At most zoos, exhibits are made specific to the animals. For instance, at the gorilla exhibit at the Jacksonville Zoo, there's a safety railing on the outside where people can view the animal, then on the inside of the exhibit there's another safety measure: an electric fence.
"Our zoo is accredited just as Pittsburgh is, so we're inspected regularly to make sure the exhibits are safe," Vecchio said. "So we have the same thing -- barriers, double barriers in the case of predators. It's just a very frustrating thing. People know what a barrier is, but if they don't respect it, they can still get into trouble."
Vecchio said Sunday's tragedy is tough for anyone in the industry to comprehend, especially given his ties to the zoo.
"I know the people there so well, I know the curator who's in charge of the dogs, I know the director there, in fact," he said. "I've worked with both of those people in my career and they're good people, and my heart goes out to them as well as the family right now. Just a terrible tragedy for everybody involved."
It's a tragedy Vecchio hopes reminds parents to be better safe than sorry.

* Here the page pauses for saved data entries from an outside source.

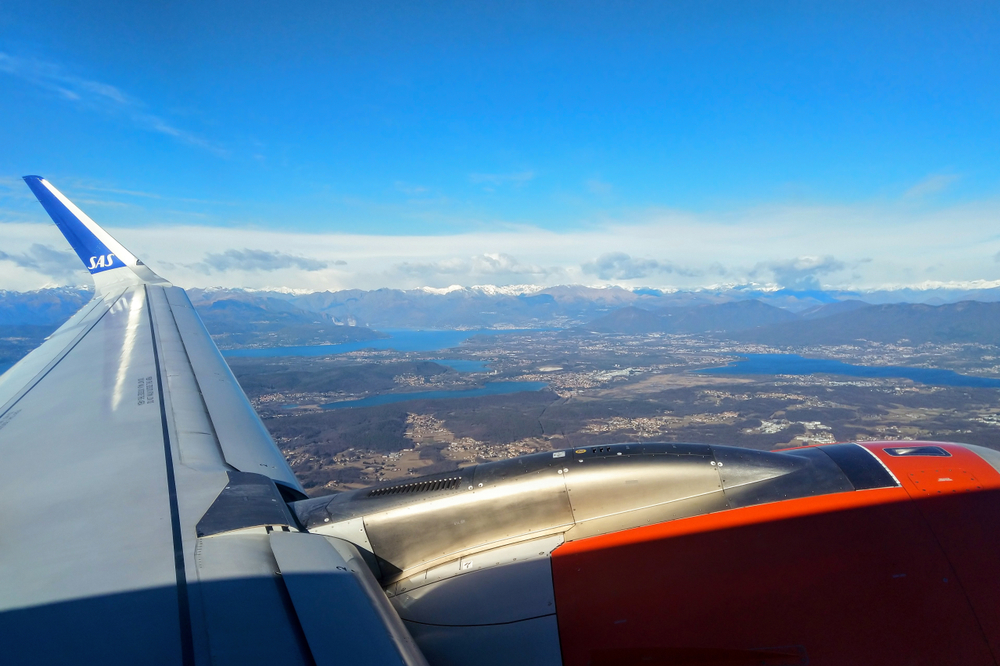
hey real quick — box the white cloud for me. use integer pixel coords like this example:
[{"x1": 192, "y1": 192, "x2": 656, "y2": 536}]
[
  {"x1": 190, "y1": 249, "x2": 331, "y2": 274},
  {"x1": 0, "y1": 53, "x2": 225, "y2": 156},
  {"x1": 904, "y1": 173, "x2": 960, "y2": 199},
  {"x1": 4, "y1": 196, "x2": 1000, "y2": 293},
  {"x1": 751, "y1": 256, "x2": 847, "y2": 290},
  {"x1": 395, "y1": 253, "x2": 559, "y2": 286},
  {"x1": 0, "y1": 223, "x2": 95, "y2": 290},
  {"x1": 581, "y1": 253, "x2": 663, "y2": 280},
  {"x1": 0, "y1": 243, "x2": 88, "y2": 283},
  {"x1": 580, "y1": 252, "x2": 704, "y2": 281}
]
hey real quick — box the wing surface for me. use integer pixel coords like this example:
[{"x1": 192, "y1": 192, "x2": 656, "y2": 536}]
[{"x1": 0, "y1": 178, "x2": 425, "y2": 665}]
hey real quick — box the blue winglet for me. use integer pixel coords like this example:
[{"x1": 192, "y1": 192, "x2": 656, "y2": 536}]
[{"x1": 23, "y1": 176, "x2": 137, "y2": 274}]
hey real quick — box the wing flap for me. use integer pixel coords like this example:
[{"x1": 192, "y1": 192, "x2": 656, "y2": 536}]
[
  {"x1": 159, "y1": 287, "x2": 303, "y2": 493},
  {"x1": 269, "y1": 532, "x2": 429, "y2": 666},
  {"x1": 193, "y1": 533, "x2": 314, "y2": 666}
]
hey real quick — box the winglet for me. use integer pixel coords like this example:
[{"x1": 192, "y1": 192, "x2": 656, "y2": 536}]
[{"x1": 23, "y1": 176, "x2": 166, "y2": 289}]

"I stay behind the railing. I don't even let him touch the railing because he can pull himself forward sometimes," said Kristen Perez, the mother of a toddler, who took her son to the zoo Monday. "So I just, even picking him up to look over, I just stay behind the railing as much as I can."
Vecchio said the Jacksonville Zoo has a security and safety staff that constantly train for emergency scenarios like the one that happened Sunday. Two weeks ago, they participated in a drill where an elephant escaped its exhibit. They ran through what they'd do to keep zoo visitors and the animal safe.